- Color of berry skin: Blanc
- Species: Vitis vinifera
- Origin: Italy
- Notable regions: Piedmont

= Favorita (grape) =

Variety of grape

Favorita is a white Italian wine grape grown primarily in the Piedmont region. It is most widely planted on the left bank of the Tanaro river in the Roero district near Alba, though some plantings exist on the right bank of the Tanaro in the Langhe hills. Recent DNA profiling shows that Favorita is related to the Liguria grapes Pigato and Vermentino, which may support the theory that the grape originated there. Since the late 20th century, plantings of Favorita have been on the decline as Chardonnay and Arneis have increased in popularity among producers on the right and left bank of the Tanaro respectively. Featuring larger berry sizes than most wine grapes, Favorita has been a popular table grape in Piedmont.

==History==
Favorita has long been closely associated with the Ligurian grape Vermentino, with some early ampelographers theorizing that the two grapes were one and the same. In 1964, the Italian Ministry of Agriculture determined that there were enough differences in the buds, clusters and leaves of the two vines to officially classify them as separate grape varieties.
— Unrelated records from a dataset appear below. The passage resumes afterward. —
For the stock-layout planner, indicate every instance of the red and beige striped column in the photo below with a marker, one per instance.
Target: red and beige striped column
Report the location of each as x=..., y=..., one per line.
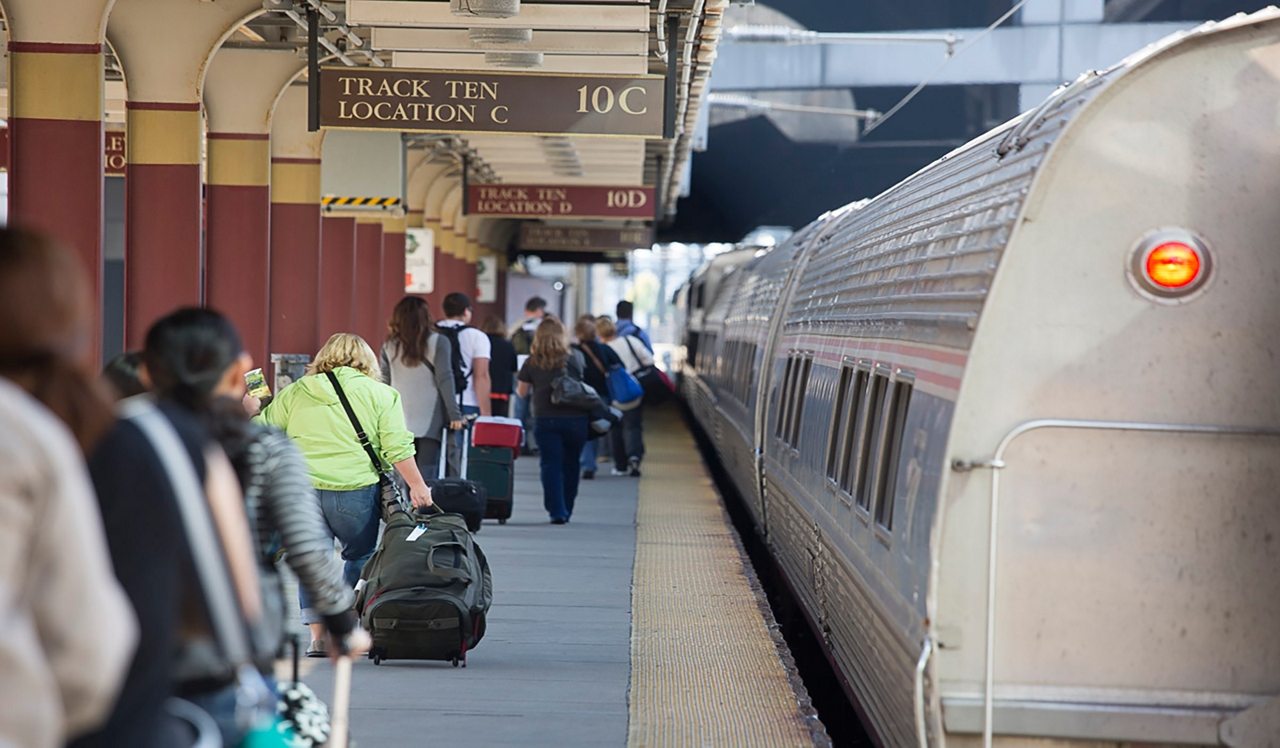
x=241, y=91
x=237, y=256
x=165, y=50
x=161, y=213
x=55, y=170
x=369, y=281
x=393, y=265
x=295, y=227
x=337, y=308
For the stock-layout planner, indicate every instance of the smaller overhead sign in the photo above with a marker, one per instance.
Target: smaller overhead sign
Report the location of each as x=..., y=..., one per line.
x=560, y=201
x=113, y=153
x=398, y=99
x=419, y=260
x=535, y=237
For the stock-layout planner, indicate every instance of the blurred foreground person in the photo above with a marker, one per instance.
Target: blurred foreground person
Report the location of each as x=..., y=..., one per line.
x=311, y=413
x=67, y=632
x=196, y=360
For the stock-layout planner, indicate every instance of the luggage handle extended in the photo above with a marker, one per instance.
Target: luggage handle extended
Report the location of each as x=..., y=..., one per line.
x=448, y=573
x=467, y=424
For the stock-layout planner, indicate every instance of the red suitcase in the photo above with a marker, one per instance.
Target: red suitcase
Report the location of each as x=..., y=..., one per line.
x=497, y=432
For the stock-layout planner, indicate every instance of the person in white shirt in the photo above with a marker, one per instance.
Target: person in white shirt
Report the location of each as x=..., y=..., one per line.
x=629, y=436
x=475, y=352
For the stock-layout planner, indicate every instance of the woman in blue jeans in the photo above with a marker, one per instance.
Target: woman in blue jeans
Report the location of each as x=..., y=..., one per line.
x=561, y=430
In recent years, DNA profiling has shown Favorita to be related to Vermentino, as well as Pigato, but confirmed it as a distinct variety.

==Wines==
Favorita wines are noted for their intense pear notes and an ability to age shorter than Arneis. The grapes tend to ripen late and maintain a fair amount of acidity. Historically it has been used as a blending partner with Nebbiolo to soften that grape's harsh tannins. When planted on warm climate sites, the Favorita can develop minerality and notes of sea salt. Exposure to oak barrel aging can give the wine a rounder mouthfeel.